Eating Disorders and Exercise

When it comes to eating disordered behavior, many people do not think “exercise.” However, this typically healthy activity, used to excess, or used for unhealthy reasons, can become a large part of someone’s eating disorder. In fact, the terms “exercise-abuse”, “over-exercising”, or “purging” are often used to describe this pattern.

When exercise is used excessively, the primary purpose is often to burn calories. People with eating disorders become intensely afraid of gaining weight, and will exercise in equivalent amounts to the calories they want to burn. While this unhealthy habit may support their eating disordered thinking, it takes a tremendous toll on a person’s body.

People often get addicted to exercise because prolonged physical activity raises endorphins in the brain. These chemicals raise our moods, which in turn make us feel better about ourselves and overall happier. Both the physical and mental effects of exercise can be addictive. Many time eating disorder and exercise go hand in hand when someone in experiencing mental disorder. You may notice a combination of extreme workouts and symptoms of an eating disorder. Because exercise is good for you, it is hard for the person suffering from the illness to slow down. They are able to justify their actions better because they are doing a productive activity. Here at The Delray Center, we are able to address all facets of physical illness, including over exercising.

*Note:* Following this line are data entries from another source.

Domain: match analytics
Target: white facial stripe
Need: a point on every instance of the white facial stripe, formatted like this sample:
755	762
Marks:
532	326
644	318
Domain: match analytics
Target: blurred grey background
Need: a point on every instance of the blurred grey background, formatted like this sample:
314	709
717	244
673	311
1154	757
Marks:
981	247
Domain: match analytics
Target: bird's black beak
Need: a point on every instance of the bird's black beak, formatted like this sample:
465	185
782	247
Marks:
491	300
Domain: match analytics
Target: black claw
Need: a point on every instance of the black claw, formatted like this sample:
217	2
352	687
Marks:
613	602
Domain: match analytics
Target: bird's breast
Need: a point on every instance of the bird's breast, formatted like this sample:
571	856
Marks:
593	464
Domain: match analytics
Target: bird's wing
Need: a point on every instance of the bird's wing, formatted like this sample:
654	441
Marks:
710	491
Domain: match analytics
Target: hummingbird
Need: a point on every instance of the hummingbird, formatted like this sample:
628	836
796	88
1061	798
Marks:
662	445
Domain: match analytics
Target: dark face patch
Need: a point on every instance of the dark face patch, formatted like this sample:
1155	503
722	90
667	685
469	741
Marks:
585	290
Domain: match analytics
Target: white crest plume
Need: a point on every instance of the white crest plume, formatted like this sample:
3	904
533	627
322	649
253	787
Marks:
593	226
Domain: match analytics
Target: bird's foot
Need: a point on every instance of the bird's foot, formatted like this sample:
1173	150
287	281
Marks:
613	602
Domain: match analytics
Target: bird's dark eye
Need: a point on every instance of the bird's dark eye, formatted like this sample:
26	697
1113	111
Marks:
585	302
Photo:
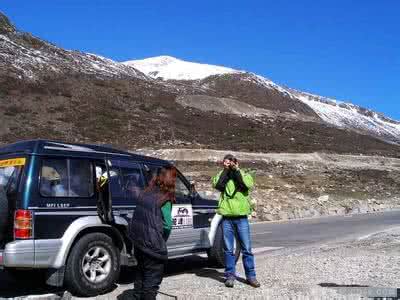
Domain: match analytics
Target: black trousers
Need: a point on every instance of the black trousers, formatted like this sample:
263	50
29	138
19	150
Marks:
148	276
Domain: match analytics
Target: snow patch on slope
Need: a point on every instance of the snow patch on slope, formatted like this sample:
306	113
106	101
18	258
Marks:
346	115
168	67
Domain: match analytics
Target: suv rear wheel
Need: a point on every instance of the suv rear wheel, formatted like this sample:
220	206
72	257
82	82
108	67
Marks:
93	265
216	252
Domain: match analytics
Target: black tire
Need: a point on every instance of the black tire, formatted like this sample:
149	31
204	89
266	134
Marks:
4	215
76	278
216	252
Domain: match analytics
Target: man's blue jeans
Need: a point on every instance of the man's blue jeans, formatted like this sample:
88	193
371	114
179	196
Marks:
237	226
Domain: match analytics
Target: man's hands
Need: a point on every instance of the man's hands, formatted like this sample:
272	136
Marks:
229	164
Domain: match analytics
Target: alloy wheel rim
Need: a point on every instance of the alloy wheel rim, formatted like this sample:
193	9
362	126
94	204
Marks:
96	264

Many over-exercisers will report discomfort, pain, or even injury in their bodies as a result of their excessive activity, or will report feeling “nothing at all,” which results from a total mind-body disconnect. They will continue to exercise obsessively despite their body’s cues, and they will also spend countless hours feeling the need to exercise, which has them missing out on other important aspects of their lives.

Treatment for this aspect of an eating disorder involves hands-on teaching and monitoring of a person’s exercise routine. People need to be taught how to exercise appropriately, by listening to their body’s cues and finding enjoyment and fun in what they do again. If someone is at a particularly low weight, than no exercise is recommended until a safe and healthy weight can be restored.